Bei den passenden Bedingungen würden deutsche Autofahrer auch auf das Fahrrad umsteigen oder häufiger zu Fuß gehen. Dies belegt die im April 2017 veröffentlichte Studie des Umweltministeriums „Umweltbewusstsein in Deutschland 2016“. Hier gaben viele der befragten Autofahrer an, sich vorstellen zu können, mehr Wege per Fahrrad oder auch zu Fuß zurückzulegen.

Über 70 Prozent der Befragten nutzen mindestens ein Mal in der Woche das Auto.
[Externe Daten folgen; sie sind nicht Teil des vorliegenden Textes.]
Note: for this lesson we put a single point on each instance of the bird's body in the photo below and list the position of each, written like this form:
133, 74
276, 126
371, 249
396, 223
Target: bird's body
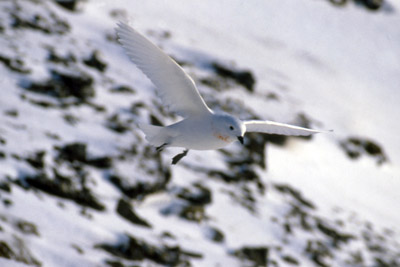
200, 132
201, 128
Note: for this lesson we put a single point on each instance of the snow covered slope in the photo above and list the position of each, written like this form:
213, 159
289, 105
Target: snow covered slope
79, 185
Würden die Bedingungen dafür stimmen, dass Auto auch einfach mal stehen zu lassen, würden 90 Prozent von ihnen das akzeptieren.

14 Prozent der Befragten nutzen sowieso schon täglich das Fahrrad, 18 Prozent immerhin mehrmals in der Woche. Lediglich etwas über ein Drittel der 2.000 Befragten gab an, das Fahrrad nie zu nutzen.

Zwei Drittel der Autofahrer nutzen also das sowieso Fahrrad schon. Sie fordern, dass die Fahrradinfrastruktur besser ausgebaut werden müsste, um das Rad häufiger zu nutzen. Bessere Wegbeläge, Beschilderungen und Routenführungen zählen zu den am häufigsten geforderten Änderungen. Auch kürzere Wege, als die, welche man mit dem Auto zurücklegen muss, würden viele auf das Fahrrad umsteigen lassen. Eine weitere Bedingung ist für viele der Befragten eine gute Unterstell- und Abstellmöglichkeit des Fahrrads.

Mehr als 90 Prozent der Befragten sind der Meinung, dass eine Stadt- und Regionalentwicklung, die dafür eintritt, dass die Leute das Auto eher stehen lassen, weil die Infrastruktur für Fahrradfahrer und Fußgänger optimal ist, zu einem guten Leben beitragen würde. Diese Zustimmung ist in den zwei Jahren seit der letzten Befragung des Umweltministerium nochmals um 9 Prozent gestiegen und zeigt das große Potenzial der Bevölkerung, sich umweltbewusster fortzubewegen.